Ofcom, the U.K.'s phone regulator, will keep
thousands of the nation's famous red public phone booths in service, despite a
sharp drop in calls from the boxes.
The U.K. currently has around 21,000 public call
boxes that are still vital in case of emergencies and in areas where cellphone
users can't get a reliable signal.
Under the regulator's new criteria, a call box will
need to be used at least 52 times over a 12-month period to stay in service. Anyway,
if a kiosk is in an area identified as an accident or suicide hotspot, it can't
be removed.
"Some of the call boxes we plan to protect are
used to make relatively low numbers of calls," said Selina Chadha, Ofcom's
director of connectivity. "But if one of those calls is from a distressed
child, an accident victim or someone contemplating suicide, that public phone
line can be a lifeline at a time of great need."

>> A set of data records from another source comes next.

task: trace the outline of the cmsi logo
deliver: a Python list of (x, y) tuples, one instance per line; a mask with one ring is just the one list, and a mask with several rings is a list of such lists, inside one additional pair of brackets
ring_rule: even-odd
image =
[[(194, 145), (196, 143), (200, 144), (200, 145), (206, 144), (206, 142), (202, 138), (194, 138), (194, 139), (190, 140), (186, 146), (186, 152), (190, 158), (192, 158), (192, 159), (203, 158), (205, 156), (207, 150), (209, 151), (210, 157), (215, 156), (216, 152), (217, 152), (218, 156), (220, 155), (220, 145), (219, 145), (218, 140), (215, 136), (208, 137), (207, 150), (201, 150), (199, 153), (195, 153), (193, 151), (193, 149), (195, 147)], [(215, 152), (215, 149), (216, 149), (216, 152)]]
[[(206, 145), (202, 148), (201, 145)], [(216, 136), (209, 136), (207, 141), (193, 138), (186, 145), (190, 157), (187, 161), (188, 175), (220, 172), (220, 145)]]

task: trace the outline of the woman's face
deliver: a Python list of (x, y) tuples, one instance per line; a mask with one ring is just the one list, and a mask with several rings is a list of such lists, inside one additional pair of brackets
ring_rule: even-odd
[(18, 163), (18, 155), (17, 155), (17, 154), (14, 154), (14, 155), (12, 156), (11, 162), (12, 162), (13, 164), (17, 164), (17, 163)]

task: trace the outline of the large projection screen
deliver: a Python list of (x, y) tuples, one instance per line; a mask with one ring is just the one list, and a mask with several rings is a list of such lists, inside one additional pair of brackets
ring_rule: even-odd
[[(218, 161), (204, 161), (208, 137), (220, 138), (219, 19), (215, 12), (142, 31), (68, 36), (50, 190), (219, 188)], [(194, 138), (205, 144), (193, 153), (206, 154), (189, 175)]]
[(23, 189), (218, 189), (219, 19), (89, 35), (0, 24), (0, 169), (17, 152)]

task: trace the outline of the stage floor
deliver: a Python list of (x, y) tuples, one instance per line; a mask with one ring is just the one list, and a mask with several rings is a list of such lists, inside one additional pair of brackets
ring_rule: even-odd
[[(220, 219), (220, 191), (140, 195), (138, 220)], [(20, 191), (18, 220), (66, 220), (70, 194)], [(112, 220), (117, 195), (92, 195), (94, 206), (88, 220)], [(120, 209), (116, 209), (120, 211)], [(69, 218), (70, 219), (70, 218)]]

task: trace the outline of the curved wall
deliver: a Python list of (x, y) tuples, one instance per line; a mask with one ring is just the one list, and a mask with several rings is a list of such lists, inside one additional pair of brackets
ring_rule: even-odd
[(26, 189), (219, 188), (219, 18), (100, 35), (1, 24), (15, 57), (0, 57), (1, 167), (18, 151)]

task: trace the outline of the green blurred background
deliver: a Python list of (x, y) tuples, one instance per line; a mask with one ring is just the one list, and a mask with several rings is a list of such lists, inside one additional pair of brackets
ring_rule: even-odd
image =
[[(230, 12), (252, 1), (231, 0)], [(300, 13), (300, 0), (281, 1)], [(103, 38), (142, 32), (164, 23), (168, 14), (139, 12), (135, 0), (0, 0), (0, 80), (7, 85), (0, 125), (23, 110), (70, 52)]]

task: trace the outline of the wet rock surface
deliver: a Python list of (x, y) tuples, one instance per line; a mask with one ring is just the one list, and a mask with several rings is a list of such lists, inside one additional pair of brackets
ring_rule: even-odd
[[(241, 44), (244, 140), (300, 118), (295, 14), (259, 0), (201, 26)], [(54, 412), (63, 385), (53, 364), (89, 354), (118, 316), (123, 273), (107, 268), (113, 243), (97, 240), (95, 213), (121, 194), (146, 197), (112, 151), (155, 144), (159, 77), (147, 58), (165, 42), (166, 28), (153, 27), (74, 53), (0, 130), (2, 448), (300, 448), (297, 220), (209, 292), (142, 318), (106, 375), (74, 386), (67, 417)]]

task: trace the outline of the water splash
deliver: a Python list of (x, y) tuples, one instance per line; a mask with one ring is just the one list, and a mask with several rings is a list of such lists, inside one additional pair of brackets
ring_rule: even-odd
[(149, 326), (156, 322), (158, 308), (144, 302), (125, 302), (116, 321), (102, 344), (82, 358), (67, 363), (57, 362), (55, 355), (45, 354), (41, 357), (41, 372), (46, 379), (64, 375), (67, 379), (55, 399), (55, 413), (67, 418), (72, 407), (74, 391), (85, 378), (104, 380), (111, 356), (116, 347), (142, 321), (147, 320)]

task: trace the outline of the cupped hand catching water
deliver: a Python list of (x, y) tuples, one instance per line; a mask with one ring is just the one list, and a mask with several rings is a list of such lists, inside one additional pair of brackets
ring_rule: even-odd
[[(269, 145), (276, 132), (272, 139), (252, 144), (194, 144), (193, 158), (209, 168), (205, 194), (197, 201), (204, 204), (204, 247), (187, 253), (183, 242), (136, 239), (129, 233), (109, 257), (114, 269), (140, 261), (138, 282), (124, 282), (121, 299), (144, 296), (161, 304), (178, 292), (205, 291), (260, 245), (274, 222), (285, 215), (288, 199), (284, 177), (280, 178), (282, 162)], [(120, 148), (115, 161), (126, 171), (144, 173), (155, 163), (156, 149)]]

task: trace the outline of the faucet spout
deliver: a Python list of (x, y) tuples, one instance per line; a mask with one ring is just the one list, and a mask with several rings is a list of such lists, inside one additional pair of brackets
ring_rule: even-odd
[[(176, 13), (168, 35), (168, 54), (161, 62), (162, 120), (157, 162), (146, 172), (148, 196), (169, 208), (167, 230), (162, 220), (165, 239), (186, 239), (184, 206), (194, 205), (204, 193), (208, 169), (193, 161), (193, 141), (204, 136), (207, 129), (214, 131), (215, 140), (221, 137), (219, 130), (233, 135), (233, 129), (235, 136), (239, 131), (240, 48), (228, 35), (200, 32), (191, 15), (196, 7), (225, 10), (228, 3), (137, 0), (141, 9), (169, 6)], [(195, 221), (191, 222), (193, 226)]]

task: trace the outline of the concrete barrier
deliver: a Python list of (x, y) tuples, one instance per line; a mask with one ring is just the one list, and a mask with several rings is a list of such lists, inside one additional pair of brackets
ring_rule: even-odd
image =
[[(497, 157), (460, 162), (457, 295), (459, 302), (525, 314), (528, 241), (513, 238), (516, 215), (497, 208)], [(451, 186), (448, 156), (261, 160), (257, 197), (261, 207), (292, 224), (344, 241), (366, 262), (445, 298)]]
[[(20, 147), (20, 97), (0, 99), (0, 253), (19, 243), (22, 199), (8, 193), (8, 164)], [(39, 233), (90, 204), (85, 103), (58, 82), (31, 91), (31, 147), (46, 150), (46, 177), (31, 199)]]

Ofcom will take a phone booth out of operation only
if its service area is covered by the U.K.'s four mobile networks.
Local
communities can adopt a red phone kiosk under a plan that lets
governments or organizations buy the call box for just £1. According to Ofcom,
"more than 6,000 kiosks have been converted to a range of different uses,
such as community libraries, or to house life-saving public
defibrillators."
Red call boxes that meet the new protection
criteria will have to update its analog telephone network. With the old phone
system set to be turned off by the end of 2025, red call boxes that survive the
cut will have to be upgraded to Internet Protocol standards.
A red phone box in Vale of Glamorgan, Wales, was converted into a village library.